Achter ons zwol de rij aan wat een nieuw licht wierp op de economische depressie die door de lockdown wordt veroorzaakt. In den brede gezien was het echter allemaal schijnwelvaart. Hier stonden vast mensen in de rij met een betrekking bij de overheid of een aannemelijk pensioen die net het voorschot op hun zonvakantie hadden terugontvangen. Nu kochten ze daar in arren moede maar electronica van.
het is veel te rustig in de Rotterdamse haven
Ik besloot de rij te verlaten om een café americano en een cappuccino to go te halen. De Hoogstraat was op de wachtenden na leeg en verlaten. Ik vond achter een steiger verborgen een grote dagzaak waar ik mijn bestelling plaatste. Je kon merken dat ik die dag een van de weinige klanten was en dat ook zou blijven. Boven de stad klapwiekt de armoe met haar grijze vlerken. Wie goed kan kijken ziet de schaduw overal.
Ik nam mijn plaats in de rij voor de Coolblue weer in en moest denken aan vijfenzeventig jaar geleden, 19 april 1945, een dikke twee weken voor de bevrijding. Toen stonden de mensen ook in de rij maar dan voor dunne soep uit de gaarkeuken. Zou het ook zo´n prachtige lentedag zijn geweest? Daar valt nog niet zo makkelijk achter te komen. Het weerbericht was een goed bewaard militair geheim. Je kunt nu in de rij voor een luxe-artikel op de Hoogstraat in het herbouwde Rotterdam met je i-phone direct de kranten van 19 april 1945 oproepen, legaal en illegaal. De Rotterdamse editie van Het Parool meldde dat er in Zuid ¨kers-versche¨ SS-troepen waren binnengetrokken die zeiden op doortocht te zijn naar Hoek van Holland. Nog twee berichten: ¨Het vorderen van auto´s is weer begonnen. Niets wordt meer ontzien, zelfs de voedselvoorziening niet. De wagens, die gisteren gepakt werden, zijn terstond gecamoufleerd en denzelfden dag nog volgepropt met soldaten vertrokken¨. Die moesten er blijkbaar de moed in houden, want, zo schrijft Het Parool: ¨De bezetting wordt weer gevoed met zangzaad. Om den dag moeten marschen worden gemaakt waarbij ein, zwei, drei, vier de imposantste melodieën kräftig aangeheven dienen te worden.

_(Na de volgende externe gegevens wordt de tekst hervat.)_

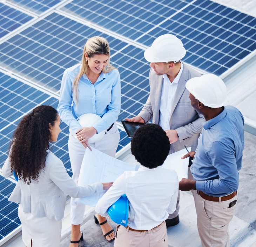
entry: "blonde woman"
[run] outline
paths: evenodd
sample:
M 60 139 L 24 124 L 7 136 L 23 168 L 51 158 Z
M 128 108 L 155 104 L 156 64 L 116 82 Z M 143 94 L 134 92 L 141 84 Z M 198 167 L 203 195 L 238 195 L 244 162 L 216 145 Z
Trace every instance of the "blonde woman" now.
M 66 70 L 62 78 L 58 111 L 69 127 L 68 150 L 73 179 L 76 183 L 86 148 L 90 148 L 88 139 L 107 130 L 101 139 L 90 145 L 113 157 L 119 142 L 120 137 L 115 122 L 120 112 L 120 76 L 117 70 L 110 65 L 110 56 L 105 39 L 90 38 L 85 45 L 81 63 Z M 82 128 L 76 119 L 86 113 L 96 114 L 101 120 L 91 127 Z M 78 246 L 85 206 L 72 198 L 70 247 Z M 98 214 L 95 216 L 95 223 L 100 223 L 106 239 L 113 239 L 114 232 L 106 218 Z

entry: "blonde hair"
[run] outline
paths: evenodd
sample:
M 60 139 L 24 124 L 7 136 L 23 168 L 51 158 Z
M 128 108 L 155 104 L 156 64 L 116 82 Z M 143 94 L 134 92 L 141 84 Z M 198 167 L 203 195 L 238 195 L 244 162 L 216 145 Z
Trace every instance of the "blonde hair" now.
M 81 68 L 74 80 L 72 87 L 74 95 L 74 99 L 77 104 L 78 103 L 78 84 L 80 79 L 83 75 L 87 75 L 89 71 L 88 63 L 85 57 L 85 52 L 86 52 L 89 58 L 92 57 L 94 55 L 104 54 L 108 55 L 108 64 L 102 70 L 103 73 L 107 73 L 116 68 L 110 63 L 110 49 L 107 39 L 99 36 L 95 36 L 88 39 L 83 48 Z

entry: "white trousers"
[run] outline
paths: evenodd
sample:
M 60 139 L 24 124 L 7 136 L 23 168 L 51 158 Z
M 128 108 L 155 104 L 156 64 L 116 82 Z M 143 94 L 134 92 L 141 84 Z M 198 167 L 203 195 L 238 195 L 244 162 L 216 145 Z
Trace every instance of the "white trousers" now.
M 49 219 L 47 217 L 35 217 L 23 212 L 20 204 L 18 215 L 21 222 L 22 240 L 27 247 L 58 247 L 61 234 L 61 220 Z
M 90 145 L 107 154 L 115 157 L 120 139 L 119 132 L 115 123 L 101 140 L 95 143 L 90 144 Z M 76 184 L 78 182 L 80 169 L 85 150 L 85 148 L 81 143 L 69 134 L 68 152 L 73 173 L 72 178 Z M 80 225 L 83 221 L 85 205 L 76 202 L 75 198 L 72 198 L 70 205 L 71 224 Z
M 229 247 L 228 225 L 234 215 L 236 204 L 229 208 L 237 195 L 227 201 L 211 202 L 205 200 L 191 190 L 194 197 L 197 218 L 197 229 L 203 247 Z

Wie in de rij stond dacht misschien eerder aan de komende verdeling van het Rode Kruis die met ingang van 22 april zou plaats vinden. Bij overleggen van bon A497 kreeg je 400 gram brood en 125 gram margarine mee. Bon C10 gaf recht op 250 gram graanproducten en 250 gram smeerkaas. Allemaal gratis en gewoon bij de winkelier waar je altijd met je bonnenboekje inkopen deed. Dit kwam bovenop het gewone rantsoen. Voor de week vanaf 19 april kon men op bon 406 één kilo aardappelen kopen, op bon 407 drie kilo suikerbieten en op bon B451 250 gram kindermeel, dan wel voedingssuiker of 210 gram tarwebloem. Op bon 402 mocht een ons kaas worden gekocht en op E9 een half pond suiker.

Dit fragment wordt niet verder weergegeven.